Wednesday, July 16, 2008

5 Important Questions to Ask Before Making That SaaS Move

This just makes so much SaaS sense that I'm putting this as a separate post. With permission, of course from Mr. David Abrawowski.

SaaS Trust and Confidence

Buyer beware! Careful, unstable application ahead! Your data is at Risk! These are a few of the labels that should be visible on the front page of many Software as a Service offerings today.

Just recently I heard a story about an online software company that made a system administration mistake and their users information just vanished into thin air. The company apologized to their customers and blamed it on the fact they were still in beta. No recovery, no data, no nothing - just an “oops”. Imagine if that was you. Imagine if your company lost several days of your CRM data or months of your accounting records because your Software as a Service vendor didn’t really know how to run the back end systems?

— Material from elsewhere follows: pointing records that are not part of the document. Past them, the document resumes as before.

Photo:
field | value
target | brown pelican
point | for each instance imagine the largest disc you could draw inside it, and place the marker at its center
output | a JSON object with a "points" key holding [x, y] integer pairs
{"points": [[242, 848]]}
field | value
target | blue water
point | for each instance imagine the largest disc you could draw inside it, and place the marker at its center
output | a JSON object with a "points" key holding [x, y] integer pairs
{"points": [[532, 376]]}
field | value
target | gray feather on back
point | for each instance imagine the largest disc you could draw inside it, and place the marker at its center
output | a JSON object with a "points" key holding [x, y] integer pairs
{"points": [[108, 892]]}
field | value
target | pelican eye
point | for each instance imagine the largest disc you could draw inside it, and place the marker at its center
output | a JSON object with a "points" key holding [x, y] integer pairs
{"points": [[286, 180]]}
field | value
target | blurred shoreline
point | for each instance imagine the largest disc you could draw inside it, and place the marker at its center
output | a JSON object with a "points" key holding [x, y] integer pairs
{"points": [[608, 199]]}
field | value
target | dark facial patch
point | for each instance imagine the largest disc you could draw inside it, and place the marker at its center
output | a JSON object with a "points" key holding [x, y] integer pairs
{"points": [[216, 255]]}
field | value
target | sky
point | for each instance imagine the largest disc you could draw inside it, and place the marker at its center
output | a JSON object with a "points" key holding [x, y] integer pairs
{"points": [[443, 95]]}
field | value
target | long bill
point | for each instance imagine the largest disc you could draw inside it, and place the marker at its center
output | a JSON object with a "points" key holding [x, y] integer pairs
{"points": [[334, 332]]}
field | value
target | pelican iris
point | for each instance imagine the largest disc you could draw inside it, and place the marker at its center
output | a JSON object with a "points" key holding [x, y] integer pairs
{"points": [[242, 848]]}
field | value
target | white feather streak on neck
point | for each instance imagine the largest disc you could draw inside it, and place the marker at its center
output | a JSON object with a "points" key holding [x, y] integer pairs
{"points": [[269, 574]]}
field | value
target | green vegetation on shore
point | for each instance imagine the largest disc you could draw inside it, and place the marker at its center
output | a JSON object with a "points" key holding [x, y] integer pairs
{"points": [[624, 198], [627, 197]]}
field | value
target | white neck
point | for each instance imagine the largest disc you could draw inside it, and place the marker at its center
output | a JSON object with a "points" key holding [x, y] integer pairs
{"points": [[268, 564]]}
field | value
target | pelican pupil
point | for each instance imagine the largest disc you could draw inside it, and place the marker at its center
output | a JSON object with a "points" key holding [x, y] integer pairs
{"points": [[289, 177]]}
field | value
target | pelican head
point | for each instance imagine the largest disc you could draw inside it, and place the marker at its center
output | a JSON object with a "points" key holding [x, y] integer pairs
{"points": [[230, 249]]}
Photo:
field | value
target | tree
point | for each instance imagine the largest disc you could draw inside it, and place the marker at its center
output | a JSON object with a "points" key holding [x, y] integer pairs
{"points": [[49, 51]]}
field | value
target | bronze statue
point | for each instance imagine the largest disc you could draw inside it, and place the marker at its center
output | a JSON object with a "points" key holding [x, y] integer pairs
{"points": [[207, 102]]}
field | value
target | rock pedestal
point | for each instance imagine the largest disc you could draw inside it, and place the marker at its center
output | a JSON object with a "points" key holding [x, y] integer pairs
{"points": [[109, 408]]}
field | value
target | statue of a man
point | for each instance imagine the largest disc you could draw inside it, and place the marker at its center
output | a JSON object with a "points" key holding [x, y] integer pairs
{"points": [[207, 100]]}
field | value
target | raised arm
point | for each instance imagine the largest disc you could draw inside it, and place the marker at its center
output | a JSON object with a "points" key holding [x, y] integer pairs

We have a strange phenomena in business today. We tend to blindly trust just about any web site. And if that web site has official looking features like secured payments through PayPal or a Hacker Free label, we tend to trust it even more. But what about the reality of today’s Software as a Service. In a matter of minutes almost any developer can take an open source project and then host it on a $10/month internet account. They can immediately sign up for PayPal and get a hacker free certification in a matter of minutes. The developer can create a fancy sign up page and start to take your money. You begin to put your valuable customer data into the online service with a hope that the software vendor/consultant knows how to keep it safe and keep the application up and running. But as more stories of data loss and application problems surface, it’s up to the buyer to start to put pressure back onto the SaaS providers to ensure that we increase the trust and confidence of online applications.

Before you trust a SaaS provider and put your confidence in their system, you need to ask some questions. You need to know if the application is going to be available, if your data is going to be safe and what the company is doing to make sure everything stays up and running. On the flip side, many SaaS providers are going above and beyond. They just don’t tell their customers. Therefore to be proactive, I suggest that every SaaS provider have a simple web page that answers these questions to help increase the confidence and trust in their applications:

1. Is there built in redundancy for the application and the infrastructure so that it is going to be available when I need to use it?

2. How is my data kept safe and secure from other users or hackers on the internet?

3. If there is a failure, are you prepared to handle it quickly and is my data recoverable? How often do you backup my data?

4. Do you monitor the system & the application on a continuous basis? If there is a problem, who is watching the system and how long until they will be able to fix it?

5. Do you keep the system up to date with security patches & fixes on a regular basis?